Adair and Binder say rising seas would require communities to deal with a variety of challenges as the salt water encroached on drinking water wells, farmland, sewage plants, housing, roads, rails, homes and businesses.
In the tidal zone, fisheries, wildlife habitat, shellfish beds and recreational activities could be hurt.
Coastal planners are looking at potential impacts on ports, the Skagit Delta, Fidalgo Island and estuaries such as Willapa Bay and Grays Harbor.
For people still building or buying near shoreline, Binder says “It would be wise to ask what is your comfort level with risk over the next 50 or 60 years?”

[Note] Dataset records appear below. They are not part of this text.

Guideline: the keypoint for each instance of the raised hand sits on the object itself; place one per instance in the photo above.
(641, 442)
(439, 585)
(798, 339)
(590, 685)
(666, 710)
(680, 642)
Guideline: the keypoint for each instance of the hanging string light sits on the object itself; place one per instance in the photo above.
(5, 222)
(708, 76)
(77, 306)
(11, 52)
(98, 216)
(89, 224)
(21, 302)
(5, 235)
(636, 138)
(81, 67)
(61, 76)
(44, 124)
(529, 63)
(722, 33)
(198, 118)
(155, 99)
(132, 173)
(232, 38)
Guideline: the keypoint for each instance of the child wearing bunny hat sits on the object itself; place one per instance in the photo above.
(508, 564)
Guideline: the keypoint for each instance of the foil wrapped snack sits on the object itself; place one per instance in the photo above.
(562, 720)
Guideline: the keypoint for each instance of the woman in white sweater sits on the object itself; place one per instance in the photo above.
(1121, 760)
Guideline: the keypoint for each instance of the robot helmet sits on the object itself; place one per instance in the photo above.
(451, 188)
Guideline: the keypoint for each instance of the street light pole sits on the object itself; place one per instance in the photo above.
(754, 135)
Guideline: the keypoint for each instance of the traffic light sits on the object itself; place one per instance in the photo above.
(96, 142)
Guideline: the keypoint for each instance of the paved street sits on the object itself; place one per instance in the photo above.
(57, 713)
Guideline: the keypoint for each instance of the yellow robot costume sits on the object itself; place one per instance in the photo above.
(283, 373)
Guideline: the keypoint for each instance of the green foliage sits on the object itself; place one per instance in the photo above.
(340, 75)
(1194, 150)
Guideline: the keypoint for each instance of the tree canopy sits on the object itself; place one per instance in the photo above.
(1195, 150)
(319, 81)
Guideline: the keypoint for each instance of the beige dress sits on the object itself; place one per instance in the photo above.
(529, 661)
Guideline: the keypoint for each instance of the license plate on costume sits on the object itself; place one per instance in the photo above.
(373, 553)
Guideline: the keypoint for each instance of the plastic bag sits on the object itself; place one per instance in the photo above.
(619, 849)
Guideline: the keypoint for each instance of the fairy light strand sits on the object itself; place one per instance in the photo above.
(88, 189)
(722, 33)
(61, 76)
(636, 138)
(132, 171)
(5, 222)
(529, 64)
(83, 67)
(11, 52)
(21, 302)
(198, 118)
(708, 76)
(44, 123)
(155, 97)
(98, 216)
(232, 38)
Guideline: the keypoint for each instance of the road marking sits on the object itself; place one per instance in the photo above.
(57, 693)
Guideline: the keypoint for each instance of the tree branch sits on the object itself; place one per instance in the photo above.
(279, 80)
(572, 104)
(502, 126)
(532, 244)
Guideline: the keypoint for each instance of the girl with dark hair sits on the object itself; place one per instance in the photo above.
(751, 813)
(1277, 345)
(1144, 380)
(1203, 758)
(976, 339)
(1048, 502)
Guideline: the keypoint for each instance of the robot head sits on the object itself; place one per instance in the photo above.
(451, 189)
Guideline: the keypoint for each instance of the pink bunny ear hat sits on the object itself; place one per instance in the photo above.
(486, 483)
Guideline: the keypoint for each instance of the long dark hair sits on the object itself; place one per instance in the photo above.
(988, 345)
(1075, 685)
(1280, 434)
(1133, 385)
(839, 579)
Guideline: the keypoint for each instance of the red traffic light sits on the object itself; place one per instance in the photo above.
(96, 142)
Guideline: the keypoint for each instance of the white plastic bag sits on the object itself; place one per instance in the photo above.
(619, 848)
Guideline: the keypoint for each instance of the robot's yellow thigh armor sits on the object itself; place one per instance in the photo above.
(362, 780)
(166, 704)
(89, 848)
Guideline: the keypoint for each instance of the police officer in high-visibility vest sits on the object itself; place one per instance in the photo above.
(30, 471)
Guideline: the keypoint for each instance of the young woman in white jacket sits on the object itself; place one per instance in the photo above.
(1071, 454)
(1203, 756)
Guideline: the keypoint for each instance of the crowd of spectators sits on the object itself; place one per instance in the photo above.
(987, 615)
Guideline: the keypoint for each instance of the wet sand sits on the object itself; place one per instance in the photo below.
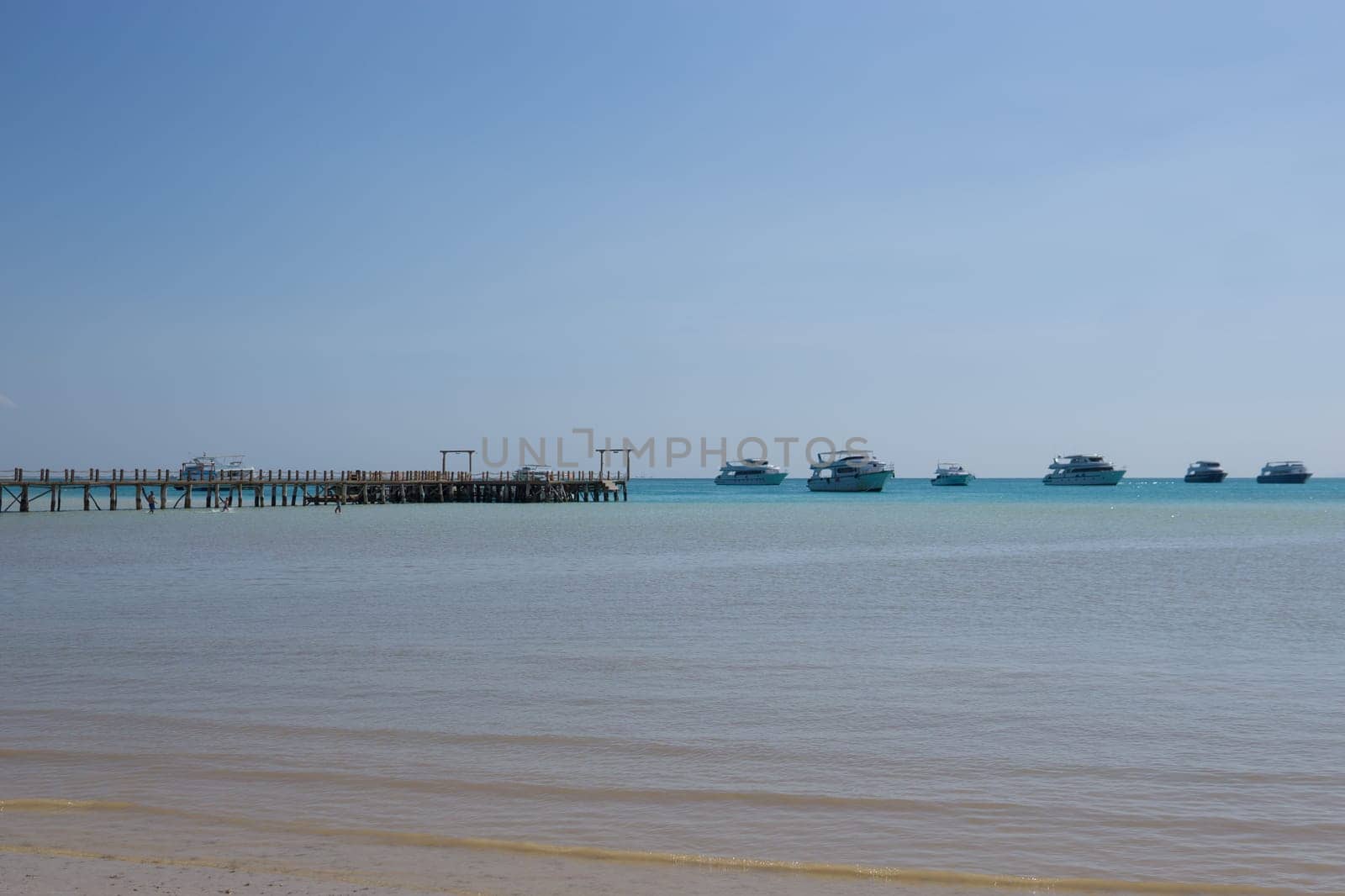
(50, 872)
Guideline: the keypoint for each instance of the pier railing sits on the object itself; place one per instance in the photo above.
(22, 488)
(266, 477)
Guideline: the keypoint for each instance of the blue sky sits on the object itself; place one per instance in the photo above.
(351, 235)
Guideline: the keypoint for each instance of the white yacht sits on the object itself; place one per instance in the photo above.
(950, 474)
(1205, 472)
(751, 472)
(1083, 470)
(849, 472)
(1284, 472)
(206, 468)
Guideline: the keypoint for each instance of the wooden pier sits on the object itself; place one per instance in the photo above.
(93, 488)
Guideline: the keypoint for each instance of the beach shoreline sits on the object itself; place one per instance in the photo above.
(45, 872)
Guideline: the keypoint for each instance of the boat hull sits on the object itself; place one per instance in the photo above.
(1284, 479)
(763, 479)
(1084, 478)
(852, 483)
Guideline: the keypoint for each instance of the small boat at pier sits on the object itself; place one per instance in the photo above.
(751, 472)
(214, 470)
(533, 472)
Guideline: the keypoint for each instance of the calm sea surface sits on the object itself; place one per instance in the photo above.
(1133, 683)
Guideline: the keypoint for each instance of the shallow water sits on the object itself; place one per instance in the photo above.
(1133, 683)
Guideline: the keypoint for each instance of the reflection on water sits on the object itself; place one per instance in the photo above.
(1136, 688)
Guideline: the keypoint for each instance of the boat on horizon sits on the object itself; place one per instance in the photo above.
(1083, 470)
(952, 474)
(533, 472)
(1205, 472)
(750, 472)
(1284, 472)
(849, 472)
(214, 470)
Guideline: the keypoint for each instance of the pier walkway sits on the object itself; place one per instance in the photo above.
(51, 490)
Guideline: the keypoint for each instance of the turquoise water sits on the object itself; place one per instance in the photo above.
(1133, 683)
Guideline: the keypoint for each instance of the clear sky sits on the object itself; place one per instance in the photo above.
(350, 235)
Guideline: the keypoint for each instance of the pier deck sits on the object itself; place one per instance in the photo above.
(50, 490)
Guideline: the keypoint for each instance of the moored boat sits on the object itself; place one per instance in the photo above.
(214, 468)
(952, 474)
(1083, 470)
(533, 472)
(849, 472)
(751, 472)
(1281, 472)
(1205, 472)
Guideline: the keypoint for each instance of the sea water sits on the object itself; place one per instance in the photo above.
(705, 689)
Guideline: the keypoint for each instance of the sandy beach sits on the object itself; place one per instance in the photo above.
(49, 872)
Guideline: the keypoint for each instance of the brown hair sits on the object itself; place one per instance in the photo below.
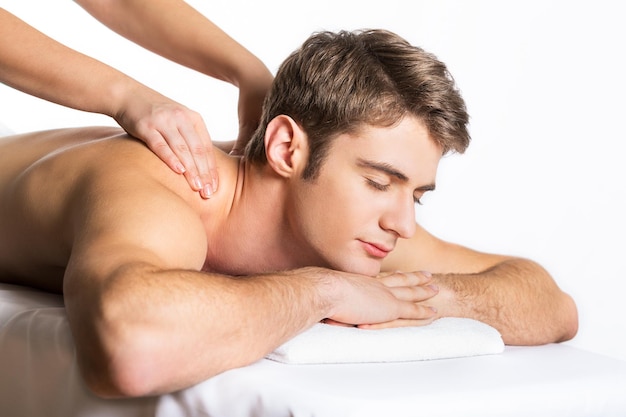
(336, 82)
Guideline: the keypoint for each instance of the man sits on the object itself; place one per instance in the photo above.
(36, 64)
(164, 289)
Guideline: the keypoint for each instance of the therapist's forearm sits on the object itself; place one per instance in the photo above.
(175, 30)
(38, 65)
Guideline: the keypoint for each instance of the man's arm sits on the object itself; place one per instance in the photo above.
(516, 296)
(176, 31)
(145, 321)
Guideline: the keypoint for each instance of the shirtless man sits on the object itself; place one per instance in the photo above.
(164, 289)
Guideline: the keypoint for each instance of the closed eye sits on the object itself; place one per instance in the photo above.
(385, 187)
(376, 185)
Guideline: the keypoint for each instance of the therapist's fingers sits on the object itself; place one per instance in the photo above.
(185, 146)
(195, 150)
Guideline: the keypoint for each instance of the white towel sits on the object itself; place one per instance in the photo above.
(5, 131)
(444, 338)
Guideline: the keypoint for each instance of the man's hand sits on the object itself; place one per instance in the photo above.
(175, 134)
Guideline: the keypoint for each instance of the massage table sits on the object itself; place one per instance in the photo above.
(39, 377)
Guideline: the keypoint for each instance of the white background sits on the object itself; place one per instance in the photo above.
(544, 84)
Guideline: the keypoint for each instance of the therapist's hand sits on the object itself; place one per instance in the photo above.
(175, 134)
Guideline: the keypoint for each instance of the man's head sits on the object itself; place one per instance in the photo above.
(338, 82)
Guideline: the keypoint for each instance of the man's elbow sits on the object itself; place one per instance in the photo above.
(569, 318)
(120, 374)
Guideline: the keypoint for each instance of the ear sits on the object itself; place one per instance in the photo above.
(286, 146)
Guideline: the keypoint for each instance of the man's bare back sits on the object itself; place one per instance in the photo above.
(43, 178)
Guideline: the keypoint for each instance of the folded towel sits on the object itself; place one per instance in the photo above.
(4, 130)
(444, 338)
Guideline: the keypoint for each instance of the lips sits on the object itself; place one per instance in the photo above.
(377, 250)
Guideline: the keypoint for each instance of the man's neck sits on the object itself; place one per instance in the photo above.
(251, 233)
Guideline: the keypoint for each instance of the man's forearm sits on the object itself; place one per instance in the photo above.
(163, 331)
(143, 331)
(517, 297)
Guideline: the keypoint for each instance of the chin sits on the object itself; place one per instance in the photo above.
(361, 266)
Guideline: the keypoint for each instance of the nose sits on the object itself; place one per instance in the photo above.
(399, 218)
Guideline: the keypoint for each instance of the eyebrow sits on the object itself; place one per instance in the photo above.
(390, 170)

A building boom is under way in parts of coastal Washington, including Ocean Shores, with little apparent fear of the sea level in 40 or 50 years. As with people building in flood plains, there’s a big issue looming for insurance companies, political leaders and homeowners.
“With sea levels changing, one has to ask if we can guarantee people they will be safe and secure if they build in these areas,” said Gov. Chris Gregoire.
Over the coming years, average people will have to get use to adapting, Adair says.
“We need to talk about climate change and adaptation,” she says. Climate change, including sea change, is “poised to be part of everyday government decisions. The train is leaving the station. You can stay on and help steer it, or let it run over you.”